Cert. Petition Filed in Texas Case
A petition for certiorari is before the U.S. Supreme Court in Rhine v. Deaton, a civil right to counsel case from Texas. In Rhine, the state sought to terminate the parental rights of Ms. Rhine, whose child was already in foster care. On the same day the state dropped its suit due to a rapidly approaching deadline, the foster parents filed a petition to terminate Ms. Rhine's parental rights. Because the Texas statute governing termination of parental rights only provides appointed counsel for indigent parents in suits brought by a "governmental entity," not a private party, Ms. Rhine was denied appointed counsel.
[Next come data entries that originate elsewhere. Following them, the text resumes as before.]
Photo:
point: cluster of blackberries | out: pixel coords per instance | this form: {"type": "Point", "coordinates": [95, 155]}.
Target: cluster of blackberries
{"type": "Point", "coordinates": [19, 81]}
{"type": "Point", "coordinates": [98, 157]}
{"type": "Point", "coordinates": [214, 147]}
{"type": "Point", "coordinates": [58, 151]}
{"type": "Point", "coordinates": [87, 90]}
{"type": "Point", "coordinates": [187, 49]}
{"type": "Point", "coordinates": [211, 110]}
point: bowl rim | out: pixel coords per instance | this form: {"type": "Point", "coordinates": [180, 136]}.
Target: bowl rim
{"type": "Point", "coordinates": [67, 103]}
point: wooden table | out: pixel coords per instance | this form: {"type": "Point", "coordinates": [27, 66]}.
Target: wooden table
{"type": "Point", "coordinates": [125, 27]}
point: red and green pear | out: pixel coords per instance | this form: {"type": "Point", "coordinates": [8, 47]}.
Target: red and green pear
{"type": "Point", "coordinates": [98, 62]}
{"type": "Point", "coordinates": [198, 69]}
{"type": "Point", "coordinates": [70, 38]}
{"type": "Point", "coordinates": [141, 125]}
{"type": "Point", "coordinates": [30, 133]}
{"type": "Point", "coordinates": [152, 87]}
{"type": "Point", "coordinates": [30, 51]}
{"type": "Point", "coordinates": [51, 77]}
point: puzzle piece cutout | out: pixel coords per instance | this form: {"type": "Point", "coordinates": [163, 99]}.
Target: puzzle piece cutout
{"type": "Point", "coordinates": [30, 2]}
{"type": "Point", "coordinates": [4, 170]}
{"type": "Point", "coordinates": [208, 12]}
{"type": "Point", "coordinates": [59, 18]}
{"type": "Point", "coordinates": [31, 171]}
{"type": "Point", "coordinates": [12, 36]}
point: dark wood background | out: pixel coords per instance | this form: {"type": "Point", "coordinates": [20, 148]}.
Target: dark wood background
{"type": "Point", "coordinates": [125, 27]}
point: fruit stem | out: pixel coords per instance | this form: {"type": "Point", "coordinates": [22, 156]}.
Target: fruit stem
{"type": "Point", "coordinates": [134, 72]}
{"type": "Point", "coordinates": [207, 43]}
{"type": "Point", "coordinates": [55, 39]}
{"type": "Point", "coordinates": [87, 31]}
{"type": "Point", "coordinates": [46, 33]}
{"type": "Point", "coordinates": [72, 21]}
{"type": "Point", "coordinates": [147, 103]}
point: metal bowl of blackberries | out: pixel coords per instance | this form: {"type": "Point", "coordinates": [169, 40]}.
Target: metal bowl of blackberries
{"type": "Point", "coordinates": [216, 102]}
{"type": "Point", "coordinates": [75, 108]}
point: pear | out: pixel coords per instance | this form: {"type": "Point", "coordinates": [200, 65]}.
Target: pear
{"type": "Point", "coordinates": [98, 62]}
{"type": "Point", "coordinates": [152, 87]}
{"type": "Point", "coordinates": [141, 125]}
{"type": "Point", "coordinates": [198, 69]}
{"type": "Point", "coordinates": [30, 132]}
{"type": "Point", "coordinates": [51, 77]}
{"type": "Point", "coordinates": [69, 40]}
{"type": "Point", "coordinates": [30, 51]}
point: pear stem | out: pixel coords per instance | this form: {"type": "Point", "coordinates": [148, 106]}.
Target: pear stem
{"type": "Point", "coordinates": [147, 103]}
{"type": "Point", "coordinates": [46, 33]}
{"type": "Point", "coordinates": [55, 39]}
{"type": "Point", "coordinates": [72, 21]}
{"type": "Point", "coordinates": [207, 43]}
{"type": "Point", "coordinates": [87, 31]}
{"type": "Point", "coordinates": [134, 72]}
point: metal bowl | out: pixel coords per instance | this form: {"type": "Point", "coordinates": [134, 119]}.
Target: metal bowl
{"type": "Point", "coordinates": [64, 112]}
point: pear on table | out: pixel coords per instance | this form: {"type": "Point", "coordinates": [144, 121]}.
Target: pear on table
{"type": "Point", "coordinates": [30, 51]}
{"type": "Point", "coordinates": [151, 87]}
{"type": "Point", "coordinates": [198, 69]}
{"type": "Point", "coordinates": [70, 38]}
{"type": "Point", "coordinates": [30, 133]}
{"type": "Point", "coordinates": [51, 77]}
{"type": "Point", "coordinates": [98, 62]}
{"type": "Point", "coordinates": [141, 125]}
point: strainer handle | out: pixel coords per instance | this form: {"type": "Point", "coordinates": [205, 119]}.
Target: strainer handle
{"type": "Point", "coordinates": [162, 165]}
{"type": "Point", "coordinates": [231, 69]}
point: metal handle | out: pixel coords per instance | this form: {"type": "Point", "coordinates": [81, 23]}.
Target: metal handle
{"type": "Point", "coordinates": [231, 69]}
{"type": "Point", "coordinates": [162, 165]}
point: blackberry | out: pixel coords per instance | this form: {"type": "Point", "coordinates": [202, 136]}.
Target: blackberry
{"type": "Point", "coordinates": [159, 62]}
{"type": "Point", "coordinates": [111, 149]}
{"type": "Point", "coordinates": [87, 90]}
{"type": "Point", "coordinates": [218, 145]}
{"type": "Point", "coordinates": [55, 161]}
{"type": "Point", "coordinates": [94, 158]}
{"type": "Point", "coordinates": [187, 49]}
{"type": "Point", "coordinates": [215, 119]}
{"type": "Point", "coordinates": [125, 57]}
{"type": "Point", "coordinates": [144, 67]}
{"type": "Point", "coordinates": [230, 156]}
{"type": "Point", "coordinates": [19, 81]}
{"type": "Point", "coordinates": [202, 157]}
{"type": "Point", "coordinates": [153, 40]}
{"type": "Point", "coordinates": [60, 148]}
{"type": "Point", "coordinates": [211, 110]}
On appeal, the Texas Court of Appeals remanded for a ruling on whether the lower court should exercise discretion to appoint counsel for Ms. Rhine; the trial court found appointment was not necessary. In her petition for review to the Texas Supreme Court, Ms. Rhine argued that the Texas statutory scheme violates the Equal Protection Clause by providing appointed counsel only where the state is the party seeking termination, and also that the trial court on remand had failed to specifically undergo a Lassiter analysis to see whether Ms. Rhine was entitled to appointed counsel as a matter of due process. The Texas Supreme Court denied review, and the U.S. Supreme Court recently invited the Texas Solicitor General to file a response brief.